Look out too for an Ingmar Bergman retrospective strand, a pair of neglected silent classics, more of the ever-popular screenings of films from far-off places and two outdoor screenings at The Left Bank.

Appropriately as ever, a strong British rural theme runs through the programme from Clio Barnard’s latest Dark River, in which a sombre family dispute over tenancy set on the Yorkshire moors unleashes painful ghosts, to BIFA-award-winning gay love story God’s Own Country. Paul Wright’s Arcadia is a dense, poetic mash-up of dazzling footage from the BFI National Archive with an expressive score from Adrian Utley (Portishead) and Will Gregory (Goldfrapp), while local production company Catcher Media’s new documentary Stories from the Hop Yards is inspired by the fabulous rediscovered archive of photographer Derek Evans and brims with old photos, films, and newly recorded interviews from across the region while MACE (Media Archive for Central England) will be curating a package of local archive footage.

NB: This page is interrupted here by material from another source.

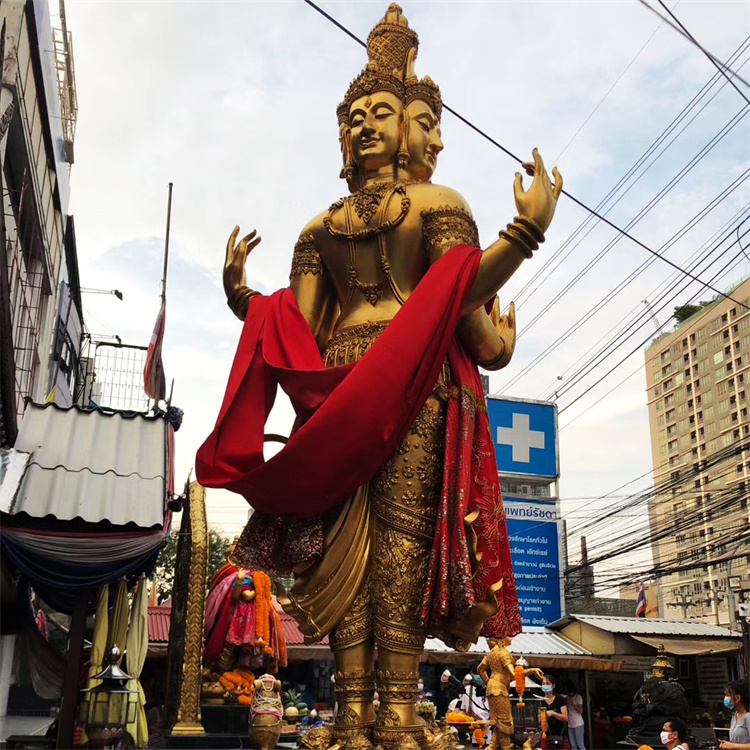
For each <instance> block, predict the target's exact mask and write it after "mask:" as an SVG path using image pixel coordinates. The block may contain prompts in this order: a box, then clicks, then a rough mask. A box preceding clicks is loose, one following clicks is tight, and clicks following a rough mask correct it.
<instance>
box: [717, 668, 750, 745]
mask: <svg viewBox="0 0 750 750" xmlns="http://www.w3.org/2000/svg"><path fill="white" fill-rule="evenodd" d="M724 705H725V706H726V708H728V709H730V710H731V711H732V721H731V723H730V725H729V739H728V740H720V741H719V747H720V748H721V750H750V718H748V713H747V707H748V688H747V682H745V681H743V680H734V681H733V682H730V683H729V684H728V685H727V686H726V688H724Z"/></svg>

The Rural Media Company resumes its long-standing connection with Borderlines with the premiere of a new film about Travellers and the Royal National College for the Blind will celebrate its 40th anniversary in Hereford by showing the documentary Notes on Blindness (separate audio-described and standard performances).

The full programme will be announced on Friday 19 January when the Central Box Office at The Courtyard in Hereford opens for business at 10am.